Work. Stupid f-----g idea if you ask me.

Did the one infinite creator have this in mind for us all those millennia ago?
Many moons ago when I used to go out working with my dad at weekends, we would often travel along the A4 under the elevated section of the M4 heading toward Chiswick roundabout. On one of the concrete supports, in 3ft letters was the slogan 'F%#k W@rk', it had a huge resonance on this 15 year old kid.
 
I was talking to a lad I knew many years ago whose workplace ran a 12 hours a day, 3 days a week, 2 shift system.

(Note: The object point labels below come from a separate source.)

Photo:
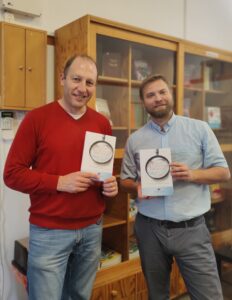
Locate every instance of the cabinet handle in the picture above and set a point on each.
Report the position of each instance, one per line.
(114, 293)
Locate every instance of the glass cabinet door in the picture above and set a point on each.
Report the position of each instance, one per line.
(208, 96)
(122, 65)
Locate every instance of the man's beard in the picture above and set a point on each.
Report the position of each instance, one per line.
(161, 113)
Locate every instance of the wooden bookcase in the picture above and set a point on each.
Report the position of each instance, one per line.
(22, 67)
(124, 56)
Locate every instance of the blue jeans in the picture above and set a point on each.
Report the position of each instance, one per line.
(62, 264)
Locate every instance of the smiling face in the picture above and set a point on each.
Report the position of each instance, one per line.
(158, 101)
(79, 85)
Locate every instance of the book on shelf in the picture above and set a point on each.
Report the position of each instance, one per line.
(137, 115)
(111, 64)
(214, 116)
(133, 248)
(207, 77)
(103, 108)
(141, 69)
(187, 107)
(216, 192)
(132, 209)
(109, 258)
(192, 75)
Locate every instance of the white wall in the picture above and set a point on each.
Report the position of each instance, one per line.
(204, 21)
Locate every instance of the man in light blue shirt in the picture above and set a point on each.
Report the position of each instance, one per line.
(174, 226)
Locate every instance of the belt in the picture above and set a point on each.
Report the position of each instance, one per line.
(171, 224)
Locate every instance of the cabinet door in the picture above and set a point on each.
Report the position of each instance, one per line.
(207, 96)
(100, 294)
(14, 66)
(35, 68)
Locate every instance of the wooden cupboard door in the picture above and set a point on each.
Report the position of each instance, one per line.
(100, 294)
(142, 292)
(35, 68)
(14, 66)
(124, 289)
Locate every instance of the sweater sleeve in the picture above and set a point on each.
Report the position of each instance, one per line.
(18, 171)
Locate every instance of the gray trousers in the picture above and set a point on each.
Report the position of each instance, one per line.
(192, 249)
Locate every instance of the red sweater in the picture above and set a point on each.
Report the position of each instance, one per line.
(49, 143)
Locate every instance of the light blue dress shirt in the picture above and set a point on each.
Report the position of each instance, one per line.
(191, 142)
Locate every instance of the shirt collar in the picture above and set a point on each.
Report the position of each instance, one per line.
(166, 127)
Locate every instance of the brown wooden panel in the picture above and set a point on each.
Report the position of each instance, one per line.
(35, 68)
(14, 66)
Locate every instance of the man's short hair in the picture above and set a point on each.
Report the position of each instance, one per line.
(150, 79)
(72, 58)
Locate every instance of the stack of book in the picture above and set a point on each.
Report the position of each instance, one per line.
(109, 258)
(133, 248)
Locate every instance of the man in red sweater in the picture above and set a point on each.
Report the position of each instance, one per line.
(66, 204)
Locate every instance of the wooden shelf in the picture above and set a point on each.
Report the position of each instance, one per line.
(109, 221)
(113, 80)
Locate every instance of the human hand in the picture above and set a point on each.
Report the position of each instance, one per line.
(110, 187)
(180, 171)
(76, 182)
(140, 196)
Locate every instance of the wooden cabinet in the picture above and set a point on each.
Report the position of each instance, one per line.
(201, 80)
(124, 56)
(22, 67)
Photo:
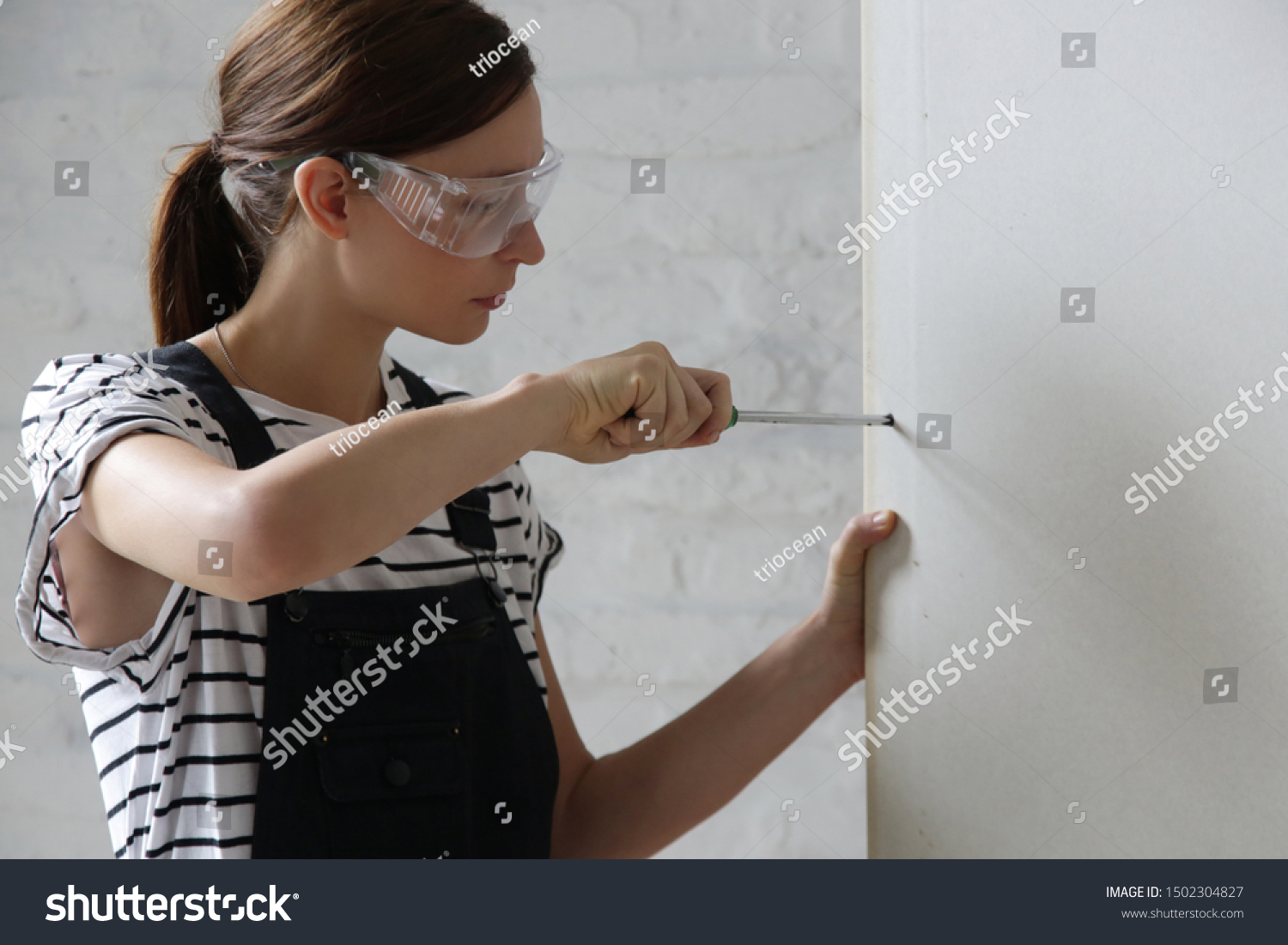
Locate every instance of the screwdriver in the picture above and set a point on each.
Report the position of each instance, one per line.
(834, 419)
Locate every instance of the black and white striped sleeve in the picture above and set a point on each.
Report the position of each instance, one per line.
(77, 409)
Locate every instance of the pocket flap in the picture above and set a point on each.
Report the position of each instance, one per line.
(386, 762)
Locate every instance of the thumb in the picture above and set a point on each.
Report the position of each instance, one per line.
(842, 590)
(860, 533)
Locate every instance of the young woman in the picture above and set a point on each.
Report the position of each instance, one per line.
(299, 582)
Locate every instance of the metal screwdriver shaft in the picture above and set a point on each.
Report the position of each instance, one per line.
(831, 419)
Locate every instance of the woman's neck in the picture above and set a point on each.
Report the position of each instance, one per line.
(303, 349)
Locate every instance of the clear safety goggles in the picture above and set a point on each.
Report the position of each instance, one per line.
(466, 216)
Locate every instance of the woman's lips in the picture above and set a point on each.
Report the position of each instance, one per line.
(491, 301)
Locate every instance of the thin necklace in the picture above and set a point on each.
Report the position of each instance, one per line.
(221, 340)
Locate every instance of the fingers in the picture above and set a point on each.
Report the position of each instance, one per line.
(860, 533)
(718, 391)
(674, 407)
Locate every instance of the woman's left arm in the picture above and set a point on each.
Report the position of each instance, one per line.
(636, 801)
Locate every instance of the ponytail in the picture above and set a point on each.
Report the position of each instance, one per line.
(203, 267)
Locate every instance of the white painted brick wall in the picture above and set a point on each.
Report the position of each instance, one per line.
(762, 167)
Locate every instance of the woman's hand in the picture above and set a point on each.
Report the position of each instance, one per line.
(841, 607)
(672, 406)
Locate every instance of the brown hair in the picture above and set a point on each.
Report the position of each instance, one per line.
(386, 76)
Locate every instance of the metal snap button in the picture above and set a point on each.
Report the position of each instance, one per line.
(296, 608)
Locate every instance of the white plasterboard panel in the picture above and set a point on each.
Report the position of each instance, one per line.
(1112, 183)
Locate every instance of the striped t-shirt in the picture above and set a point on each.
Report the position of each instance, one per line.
(174, 718)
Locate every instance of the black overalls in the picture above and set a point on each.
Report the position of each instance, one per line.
(451, 754)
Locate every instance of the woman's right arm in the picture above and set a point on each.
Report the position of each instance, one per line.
(308, 512)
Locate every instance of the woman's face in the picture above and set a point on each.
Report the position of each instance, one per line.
(397, 280)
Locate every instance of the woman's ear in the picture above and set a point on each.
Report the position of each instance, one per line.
(322, 188)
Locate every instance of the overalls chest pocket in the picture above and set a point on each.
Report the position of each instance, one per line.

Month 1 would be 6.00 am to 6.00pm mon to wed.
Month 2 would be 6.00am to 6.00pm thu to sat.
At the end of the second month you would revert to the first month's hours.
The advantage with this is that you're only commuting 3 times a week, and at the end of the first month you're off from 6.00pm wed to 6.00am thu of the following week. A week off every second month and a four day weekend every week!

Andy

I worked an even more complicated shift system in a 6-week rotation as a computer engineer at ICL. It was a grand mixture of all hours and lengths (some 8hr, some 12hr, some odd hours too. Nights were all 12hr - if you are going to work nights, since you can do bugger in all in the day light hours, you might as well clock up the hours. But it did give a 6-day block entirely off and a 4 day one too as well some shorter gaps. I worked out once that I could, in theory, spend less than 1/2 my time in Manchester actually doing work. For the rest of the time, I could be elsewhere. And I did travel a lot that way. Oh..... and the shift premiums being paid outweighed the income tax I was being charged too!
 
<having a bad day alert>

Work. Stupid f-----g idea if you ask me.

Did the one infinite creator have this in mind for us all those millennia ago?
It was Adam and Eve who screwed it all up. All they had to was not eat the fruit from one tree, but could they resist the temptation to do so? No they could not. Hence all the work/sweat of brow stuff. Mind you, God being omniscient knew how it was all going to pan out, so actually it all His fault.
 
Another way of compressing the working week is to do 4 longer days, which would fit well in many workplaces and staff that do it usually report they find it gives a better work-life balance.
 
Have worked standard continental's - 4 days on (12 hours) and 4 off or at one place 4 days (Mon to Thur) 12 hours with 3 days off and the Weekend shift (Fri to Sun) working 3 days for the same money as the weekday shift.